Breakthrough! Five children receive new ears grown from their own cells

The scientists created reversed 3D-printed replicas of the children’s normal ears and used the replicas to make biodegradable moulds full of tiny holes.

Breakthrough! Five children receive new ears grown from their own cells
Images of the lab-grown ear grafted on one of the children. (Image courtesy: EbioMedicine)

New Delhi: Scientists have made a breakthrough in regenerative medicine after they successfully grew a perfectly compatible ear in a lab and grafted it onto a patient.

Five children have received new ears through the process – a world's first – which uses their own cells combined with a 3D-printed biodegradable mould.

The children, aged between six and nine years, who underwent the experimental surgery were all born with a defect in one ear known as microtia, a condition in which the external ear is small and underdeveloped.

Two-and-a-half years ago, the first child to undergo the procedure showed no signs. The body had rejected or accidentally absorbed the new cells, the Chinese team who developed the procedure wrote when they published their findings in the journal EbioMedicine.

The scientists created reversed 3D-printed replicas of the children’s normal ears and used the replicas to make biodegradable moulds full of tiny holes.

The next step involved the collection of the cartilage cells called chondrocytes from the children’s deformed ears which were used to grow ear-shaped cartilage with the moulds in a lab.

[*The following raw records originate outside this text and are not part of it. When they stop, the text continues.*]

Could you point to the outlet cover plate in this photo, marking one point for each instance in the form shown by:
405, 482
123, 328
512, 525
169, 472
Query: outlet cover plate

After three months, the ears grown in the lab were grafted on the children as the cartilage cells begin to grow in the shape of the mould, and the mould itself begins to break down.

“It’s a very exciting approach,” Tessa Hadlock, a reconstructive plastic surgeon at the Massachusetts Eye and Ear Infirmary in Boston, told New Scientist, which first reported on the research.

“They’ve shown that it is possible to get close to restoring the ear structure.”

The recipients of the new ears will now be monitored by the scientists for the next five years to evaluate the success of the procedure – whether the ears remain intact after the moulded scaffold has completely broken down – and working to refine the procedure in the hope of producing increasingly natural-looking ears.

The surgery was reportedly inspired by the so-called 'earmouse', a lab mouse which appeared to have a human ear growing on its back.